Aksi mahasiswa pun kembali marak di jalan: menolak kemenangan Golkar
yang dinilai cacat, menuntut Soeharto mundur, tidak mempercayai lagi
MPR, dan mengatakan bahwa demokrasi telah mati di bawah kuasa orde
baru.
Melihat situasi demikian, orba
tidak ingin peristiwa Malari terulang kembali. Pemerintah
memberlakukan SK 0156/1978 tentang Normalisasi Kehidupan Kampus, dan
SK 037/1979 tentang badan Koordinasi kemahasiswaan. NKK/BKK lebih
mengetatkan peraturan ’74 sebelumnya tentang segenap kegiatan
mahasiswa baik kurikuler maupun non kurikuler dikontrol oleh
perguruan tinggi. Dewan mahasiswa dibubarkan.

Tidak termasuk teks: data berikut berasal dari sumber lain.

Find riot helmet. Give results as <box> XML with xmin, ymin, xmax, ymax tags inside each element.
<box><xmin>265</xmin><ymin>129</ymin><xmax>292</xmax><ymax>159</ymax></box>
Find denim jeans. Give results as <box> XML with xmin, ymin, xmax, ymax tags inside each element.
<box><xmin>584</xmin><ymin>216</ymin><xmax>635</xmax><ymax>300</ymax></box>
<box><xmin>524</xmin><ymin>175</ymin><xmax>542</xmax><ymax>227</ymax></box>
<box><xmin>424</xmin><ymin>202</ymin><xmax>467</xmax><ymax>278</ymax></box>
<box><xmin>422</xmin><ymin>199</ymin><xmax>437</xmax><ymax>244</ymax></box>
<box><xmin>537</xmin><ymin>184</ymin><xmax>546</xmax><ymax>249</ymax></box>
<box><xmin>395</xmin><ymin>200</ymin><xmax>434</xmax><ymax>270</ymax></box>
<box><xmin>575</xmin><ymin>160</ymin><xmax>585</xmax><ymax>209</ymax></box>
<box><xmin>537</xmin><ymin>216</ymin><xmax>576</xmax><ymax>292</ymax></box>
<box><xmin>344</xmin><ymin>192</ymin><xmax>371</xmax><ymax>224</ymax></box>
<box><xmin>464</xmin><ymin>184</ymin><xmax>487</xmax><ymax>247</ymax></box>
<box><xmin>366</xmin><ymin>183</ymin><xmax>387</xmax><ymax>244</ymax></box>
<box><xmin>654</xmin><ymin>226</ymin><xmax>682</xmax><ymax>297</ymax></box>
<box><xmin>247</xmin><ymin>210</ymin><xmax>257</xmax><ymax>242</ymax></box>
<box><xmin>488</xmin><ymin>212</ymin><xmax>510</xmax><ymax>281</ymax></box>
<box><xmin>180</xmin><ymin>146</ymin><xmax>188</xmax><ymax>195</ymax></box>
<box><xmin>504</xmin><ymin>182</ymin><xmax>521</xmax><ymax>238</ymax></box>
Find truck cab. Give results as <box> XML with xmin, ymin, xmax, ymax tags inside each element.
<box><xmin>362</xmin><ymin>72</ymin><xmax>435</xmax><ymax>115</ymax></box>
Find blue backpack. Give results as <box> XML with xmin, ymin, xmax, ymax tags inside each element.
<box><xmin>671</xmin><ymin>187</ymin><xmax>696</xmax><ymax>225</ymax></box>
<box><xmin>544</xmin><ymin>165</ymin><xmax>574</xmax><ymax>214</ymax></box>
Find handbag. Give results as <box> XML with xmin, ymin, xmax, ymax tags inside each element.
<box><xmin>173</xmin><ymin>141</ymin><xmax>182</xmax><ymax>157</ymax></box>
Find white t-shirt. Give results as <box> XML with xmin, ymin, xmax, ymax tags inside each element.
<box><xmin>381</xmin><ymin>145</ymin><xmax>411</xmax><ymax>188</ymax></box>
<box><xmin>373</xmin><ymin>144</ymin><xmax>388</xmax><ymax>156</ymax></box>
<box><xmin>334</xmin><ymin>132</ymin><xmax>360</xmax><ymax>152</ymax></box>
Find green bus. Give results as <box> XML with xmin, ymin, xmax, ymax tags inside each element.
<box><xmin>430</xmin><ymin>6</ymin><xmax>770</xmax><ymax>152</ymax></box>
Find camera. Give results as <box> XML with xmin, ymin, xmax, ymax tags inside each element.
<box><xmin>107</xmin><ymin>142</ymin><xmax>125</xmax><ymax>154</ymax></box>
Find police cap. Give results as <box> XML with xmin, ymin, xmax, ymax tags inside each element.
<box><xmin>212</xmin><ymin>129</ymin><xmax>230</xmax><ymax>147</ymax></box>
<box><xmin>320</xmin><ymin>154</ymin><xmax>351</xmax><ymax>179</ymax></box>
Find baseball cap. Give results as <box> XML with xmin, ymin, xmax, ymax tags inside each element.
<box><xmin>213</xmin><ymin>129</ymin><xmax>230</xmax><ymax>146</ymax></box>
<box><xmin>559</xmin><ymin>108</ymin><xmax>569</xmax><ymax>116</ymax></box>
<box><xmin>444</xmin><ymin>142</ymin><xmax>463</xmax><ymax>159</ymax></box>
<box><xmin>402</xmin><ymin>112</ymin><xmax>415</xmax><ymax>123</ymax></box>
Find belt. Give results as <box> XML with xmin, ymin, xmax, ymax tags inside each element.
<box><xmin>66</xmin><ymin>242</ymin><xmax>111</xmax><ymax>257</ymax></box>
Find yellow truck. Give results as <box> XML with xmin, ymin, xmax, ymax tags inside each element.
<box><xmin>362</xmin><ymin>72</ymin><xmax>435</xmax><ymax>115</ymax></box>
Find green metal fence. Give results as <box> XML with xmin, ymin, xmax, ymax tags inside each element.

Di samping itu, pada tahun yang
sama juga dikeluarkan SK 0124, mengenai pemberlakuan sistem kredit
semester yang terprogram secra intensif, yang harus ditempuh oleh
mahasiswa maksimal 12 semester.
Ketatnya kewajiban mahasiswa
menyelesaikan beban studi dan juga ketatnya pembinaan kegiatan non
akademik, membuat alternatif gerakan mahasiswa pada tahun 80-an
adalah berupa kelompok studi, dan aktif di LSM. Namun, akibat
depolitasisi yang diberlakukan orba ini membuat minimnya jumlah
mahasiswa yang menjadi aktivis dalam kelompok studi ataupun LSM.
Mayoritas dari mereka memanfaatkan SKS untuk segera lulus dan
memasuki lapangan kerja
Depolitisasi ini membuat
mayoritas mahasiswa pasif terhadap realitas masyarakat dan kebijakan
pemerintah. Mereka berorientasi individu untuk cepat lulus dan kerja.
Mahasiswa terjebak dengan sistem pendidikan yang liberal. Namun, bagi
gerakan ‘kiri’ mahasiswa, ia tetap bertahan dengan taktik
menyiapkan kader untuk mengorganisir sektor rakyat. Perlawanan rakyat
yang dibantu mahasiswa pun mulai muncul, seperti kasus Kedungombo.
Gerakan mahasiswa yang besar
muncul pada tahun ’98 adalah sebagai akibat krisis ekonomi yang di
derita Indonesia sejak ’97. Maka kita dapat mengasumsikan bahwa
gerakan mahasiswa ’98 adalah memang karena perjuangan gerakan
mahasiswa, namun ada juga campur tangan pihak luar yang memang ingin
mengganti rezim Soeharto untuk lebih mempraktekkan liberalisme
ekonomi. Gerakan mahasiswa ’98 pun ternyata sama seperti ‘gerakan’
lainnya, hanya menggantikan rezim, yang mengantar sebuah rezim baru
yang tidak jauh berbeda dengan sebelumnya. Gerakan mahasiswa tidak
mempunyai arahan yang jelas mengenai bentuk perjuangannya. Padahal
sejak saat itu, ’99 di UI mulai diberlakukan DPKP (Rp 750.000)
untuk biaya semester-an. Artinya, mahasiswa sendiri mempunyai
permasalahan di kampusnya sendiri, yaitu biaya yang mahal, dan masih
diberlakukannya sistem NKK/BKK yang membuat mahaiswa tidak bebas
berekspresi di kampusnya sendiri, bahkan permasalahan pelik pun
dihadapi mahasiswa ketika ia lulus, apakah ada lapangan pekerjaan
yang memadai dari pemerintah?.
Gerakan mahasiswa yang selaras
dengan gerakan rakyat adalah penting. Perjuangan mahasiswa di kampus
pun dalam memperjuangkan kepentingannya sendiri adalah tetap kok
berpihak kepada rakyat. Rakyat butuh akan pendidikan murah,
berkualitas. Solidaritas mahasiswa terhadap gerakan buruh, tani pun
penting untuk menggantikan sistem yang ada, bukan hanya ganti rezim.